# High Phosphorus amendments



## mxtd30 (4 mo ago)

Front yard 104 ppm. Back yard 137 ppm.

seen in a couple places that bagging your clippings will lower it over time but wanted to double check. Any studies or experience would be welcome. Thank you.


----------



## robjak (Mar 31, 2020)

Why do you need to lower Phos? Bagging clippings would also reduce potassium. I see your soil test K is 111/119.
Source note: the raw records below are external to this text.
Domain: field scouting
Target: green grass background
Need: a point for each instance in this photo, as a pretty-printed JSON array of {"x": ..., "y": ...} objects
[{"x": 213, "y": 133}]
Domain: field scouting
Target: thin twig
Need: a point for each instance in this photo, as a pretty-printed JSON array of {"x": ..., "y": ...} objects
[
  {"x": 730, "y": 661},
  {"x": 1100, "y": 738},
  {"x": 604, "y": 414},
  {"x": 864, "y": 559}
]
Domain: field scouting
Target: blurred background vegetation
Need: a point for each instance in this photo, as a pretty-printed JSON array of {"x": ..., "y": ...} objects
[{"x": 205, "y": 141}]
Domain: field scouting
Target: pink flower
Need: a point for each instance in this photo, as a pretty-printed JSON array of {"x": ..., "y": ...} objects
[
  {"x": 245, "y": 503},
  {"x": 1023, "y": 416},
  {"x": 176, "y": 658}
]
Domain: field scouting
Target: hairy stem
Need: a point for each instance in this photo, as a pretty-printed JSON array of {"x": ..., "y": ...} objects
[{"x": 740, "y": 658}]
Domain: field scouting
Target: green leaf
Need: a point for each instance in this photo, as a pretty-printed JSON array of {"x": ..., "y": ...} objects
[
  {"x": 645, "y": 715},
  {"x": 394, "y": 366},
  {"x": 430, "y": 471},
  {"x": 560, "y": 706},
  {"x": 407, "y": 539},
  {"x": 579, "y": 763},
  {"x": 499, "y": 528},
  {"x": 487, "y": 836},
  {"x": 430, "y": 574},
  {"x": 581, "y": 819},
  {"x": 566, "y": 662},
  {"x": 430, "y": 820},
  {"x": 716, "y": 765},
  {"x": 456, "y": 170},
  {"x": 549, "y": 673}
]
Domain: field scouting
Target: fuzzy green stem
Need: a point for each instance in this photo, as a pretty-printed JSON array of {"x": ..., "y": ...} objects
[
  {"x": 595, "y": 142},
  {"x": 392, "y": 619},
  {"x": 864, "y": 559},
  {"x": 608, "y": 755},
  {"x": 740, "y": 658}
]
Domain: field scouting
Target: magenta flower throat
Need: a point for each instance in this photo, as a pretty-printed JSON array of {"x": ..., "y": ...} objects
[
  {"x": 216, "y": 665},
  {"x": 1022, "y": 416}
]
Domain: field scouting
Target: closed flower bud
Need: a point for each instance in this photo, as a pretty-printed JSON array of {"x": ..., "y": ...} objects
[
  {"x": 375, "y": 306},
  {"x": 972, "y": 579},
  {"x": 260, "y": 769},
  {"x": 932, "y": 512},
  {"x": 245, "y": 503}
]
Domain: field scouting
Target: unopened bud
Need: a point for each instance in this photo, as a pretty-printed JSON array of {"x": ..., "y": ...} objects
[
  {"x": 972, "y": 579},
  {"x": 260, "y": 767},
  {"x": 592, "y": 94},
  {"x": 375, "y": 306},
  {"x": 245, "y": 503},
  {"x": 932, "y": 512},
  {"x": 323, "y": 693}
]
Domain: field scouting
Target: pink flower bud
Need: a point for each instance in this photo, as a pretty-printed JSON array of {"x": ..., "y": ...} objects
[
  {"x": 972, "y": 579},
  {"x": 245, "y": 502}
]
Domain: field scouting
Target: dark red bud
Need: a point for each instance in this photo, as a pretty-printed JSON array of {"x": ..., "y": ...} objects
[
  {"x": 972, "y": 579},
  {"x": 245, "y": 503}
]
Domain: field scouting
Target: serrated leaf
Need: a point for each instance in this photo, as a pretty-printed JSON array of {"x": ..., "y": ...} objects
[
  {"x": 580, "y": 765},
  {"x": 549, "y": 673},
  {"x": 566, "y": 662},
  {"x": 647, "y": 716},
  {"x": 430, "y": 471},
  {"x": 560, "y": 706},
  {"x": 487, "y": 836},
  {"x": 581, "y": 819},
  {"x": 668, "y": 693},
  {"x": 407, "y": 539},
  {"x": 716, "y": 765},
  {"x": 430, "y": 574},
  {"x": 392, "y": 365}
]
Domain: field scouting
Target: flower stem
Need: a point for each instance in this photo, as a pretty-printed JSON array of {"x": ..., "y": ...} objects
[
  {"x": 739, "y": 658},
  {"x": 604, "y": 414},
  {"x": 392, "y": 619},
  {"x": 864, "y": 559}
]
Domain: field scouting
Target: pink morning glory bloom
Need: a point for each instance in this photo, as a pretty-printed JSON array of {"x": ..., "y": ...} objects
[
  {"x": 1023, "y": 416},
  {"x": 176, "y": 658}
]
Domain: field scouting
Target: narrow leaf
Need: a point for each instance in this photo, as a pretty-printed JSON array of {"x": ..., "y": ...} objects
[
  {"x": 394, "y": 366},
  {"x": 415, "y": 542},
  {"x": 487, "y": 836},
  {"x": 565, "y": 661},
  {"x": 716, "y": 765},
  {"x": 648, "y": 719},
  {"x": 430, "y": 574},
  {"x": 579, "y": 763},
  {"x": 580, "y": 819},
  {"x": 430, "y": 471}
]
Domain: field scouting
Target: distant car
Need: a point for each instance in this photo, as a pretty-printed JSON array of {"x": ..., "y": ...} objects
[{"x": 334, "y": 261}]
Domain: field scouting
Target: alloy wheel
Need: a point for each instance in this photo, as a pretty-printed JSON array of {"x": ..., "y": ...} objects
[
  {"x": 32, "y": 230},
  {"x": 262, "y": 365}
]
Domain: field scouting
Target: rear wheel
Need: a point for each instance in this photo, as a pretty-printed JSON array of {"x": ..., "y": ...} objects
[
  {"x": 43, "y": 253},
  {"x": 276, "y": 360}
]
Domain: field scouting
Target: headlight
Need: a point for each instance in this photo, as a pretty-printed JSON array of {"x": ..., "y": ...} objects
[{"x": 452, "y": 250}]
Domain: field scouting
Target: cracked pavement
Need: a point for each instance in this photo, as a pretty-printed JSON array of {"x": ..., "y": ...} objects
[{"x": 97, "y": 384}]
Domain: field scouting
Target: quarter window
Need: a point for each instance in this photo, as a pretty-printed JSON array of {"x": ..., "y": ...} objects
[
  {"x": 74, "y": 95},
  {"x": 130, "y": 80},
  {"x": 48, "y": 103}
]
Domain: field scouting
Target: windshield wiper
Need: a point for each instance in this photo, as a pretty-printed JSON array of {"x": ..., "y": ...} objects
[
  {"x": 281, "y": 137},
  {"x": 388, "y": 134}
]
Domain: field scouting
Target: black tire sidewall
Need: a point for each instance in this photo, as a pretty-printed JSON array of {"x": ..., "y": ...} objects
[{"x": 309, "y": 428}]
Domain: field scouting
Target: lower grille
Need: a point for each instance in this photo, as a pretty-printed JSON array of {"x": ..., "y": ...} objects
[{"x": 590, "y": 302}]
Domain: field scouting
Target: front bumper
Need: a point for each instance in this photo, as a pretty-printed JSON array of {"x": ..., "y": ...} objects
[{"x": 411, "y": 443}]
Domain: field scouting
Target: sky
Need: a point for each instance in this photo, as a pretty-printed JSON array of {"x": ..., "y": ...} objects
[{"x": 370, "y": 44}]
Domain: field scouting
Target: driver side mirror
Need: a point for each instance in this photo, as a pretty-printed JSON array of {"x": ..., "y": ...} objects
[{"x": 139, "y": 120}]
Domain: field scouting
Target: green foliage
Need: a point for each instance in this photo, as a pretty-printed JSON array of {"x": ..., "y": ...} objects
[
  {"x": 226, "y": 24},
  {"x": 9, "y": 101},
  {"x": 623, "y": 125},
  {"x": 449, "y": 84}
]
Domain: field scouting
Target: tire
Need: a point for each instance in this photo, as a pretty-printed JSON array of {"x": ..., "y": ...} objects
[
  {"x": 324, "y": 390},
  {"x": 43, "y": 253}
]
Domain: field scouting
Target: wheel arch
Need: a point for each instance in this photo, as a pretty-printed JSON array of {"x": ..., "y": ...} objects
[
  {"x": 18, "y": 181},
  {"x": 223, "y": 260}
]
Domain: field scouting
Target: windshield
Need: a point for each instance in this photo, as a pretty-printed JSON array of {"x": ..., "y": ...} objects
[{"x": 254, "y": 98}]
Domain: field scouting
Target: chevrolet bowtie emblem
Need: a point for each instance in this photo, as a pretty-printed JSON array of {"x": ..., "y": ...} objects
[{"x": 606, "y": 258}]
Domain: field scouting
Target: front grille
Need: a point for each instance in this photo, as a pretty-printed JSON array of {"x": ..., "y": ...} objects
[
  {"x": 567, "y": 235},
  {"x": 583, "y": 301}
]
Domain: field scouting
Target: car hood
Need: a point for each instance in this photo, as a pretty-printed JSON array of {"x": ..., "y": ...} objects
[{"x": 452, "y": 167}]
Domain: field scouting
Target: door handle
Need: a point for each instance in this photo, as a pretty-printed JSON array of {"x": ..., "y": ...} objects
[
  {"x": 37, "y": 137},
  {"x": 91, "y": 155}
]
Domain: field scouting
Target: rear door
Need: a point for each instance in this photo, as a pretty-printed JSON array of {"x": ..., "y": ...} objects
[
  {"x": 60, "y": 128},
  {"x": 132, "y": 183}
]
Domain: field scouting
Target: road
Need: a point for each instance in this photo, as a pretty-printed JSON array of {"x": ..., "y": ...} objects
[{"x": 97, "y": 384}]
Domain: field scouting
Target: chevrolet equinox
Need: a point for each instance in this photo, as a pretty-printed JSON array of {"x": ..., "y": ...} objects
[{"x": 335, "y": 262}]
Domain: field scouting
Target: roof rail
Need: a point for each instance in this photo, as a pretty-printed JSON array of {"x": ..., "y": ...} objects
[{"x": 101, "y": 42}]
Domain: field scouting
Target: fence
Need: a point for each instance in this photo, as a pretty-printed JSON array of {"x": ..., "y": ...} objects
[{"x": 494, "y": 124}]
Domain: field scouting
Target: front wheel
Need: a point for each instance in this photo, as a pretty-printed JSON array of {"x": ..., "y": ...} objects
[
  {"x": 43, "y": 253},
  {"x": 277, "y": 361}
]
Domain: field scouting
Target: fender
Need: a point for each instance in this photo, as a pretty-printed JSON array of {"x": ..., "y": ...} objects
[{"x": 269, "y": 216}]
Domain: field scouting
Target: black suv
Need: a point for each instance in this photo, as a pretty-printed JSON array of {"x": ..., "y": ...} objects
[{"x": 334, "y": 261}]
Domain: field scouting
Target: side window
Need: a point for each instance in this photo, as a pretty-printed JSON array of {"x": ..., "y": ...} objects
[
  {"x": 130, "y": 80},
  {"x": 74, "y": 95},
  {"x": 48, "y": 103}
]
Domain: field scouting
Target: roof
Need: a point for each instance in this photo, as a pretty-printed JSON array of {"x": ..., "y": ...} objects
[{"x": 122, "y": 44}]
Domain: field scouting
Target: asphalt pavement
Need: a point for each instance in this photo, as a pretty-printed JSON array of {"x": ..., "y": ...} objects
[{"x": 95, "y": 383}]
I see you posted this test in Sept. Did you take the soil sample in Sept? What P ferts did you put down in the Spring and Summer? MXTD30 Lawn Journal


----------



## robjak (Mar 31, 2020)

Soil Sample Depth? Soil Savvy Results Phosphorus Very High
see OSUTurfman's post in the link above regarding sample depth.


----------



## mxtd30 (4 mo ago)

robjak said:


> Why do you need to lower Phos? Bagging clippings would also reduce potassium. I see your soil test K is 111/119.
> 
> I see you posted this test in Sept. Did you take the soil sample in Sept? What P ferts did you put down in the Spring and Summer? MXTD30 Lawn Journal


Correct me if I’m wrong but high P can lock up nutrients making it unavailable to the turf. Yea that soil test was this past September. And I don’t use any P ferts in spring or summer. Only a foliar app at seed down.




robjak said:


> Soil Sample Depth? Soil Savvy Results Phosphorus Very High
> see OSUTurfman's post in the link above regarding sample depth.


4 inches


----------



## robjak (Mar 31, 2020)

My P is in the 80s. Not as high as yours. I never worried about it. I bagged alot of clippings last year. K went down 20. P did not. (not exactly scientific ).


----------



## robjak (Mar 31, 2020)

https://cdn-de.agrilife.org/extension/departments/scsc/scsc-pu-037/publications/files/phosphorus-too-much-and-plants-will-suffer.pdf


----------



## robjak (Mar 31, 2020)

I was not able to find any other real info on this or a value on how high the P would need to be to cause issue. 150 PPM in the TexasAM PDF.


----------



## mxtd30 (4 mo ago)

robjak said:


> I was not able to find any other real info on this or a value on how high the P would need to be to cause issue. 150 PPM in the TexasAM PDF.


Well I hate bagging clippings anyways. I guess I'll just be making foliar applications of micro's to overcome the high P. Not a huge deal.


----------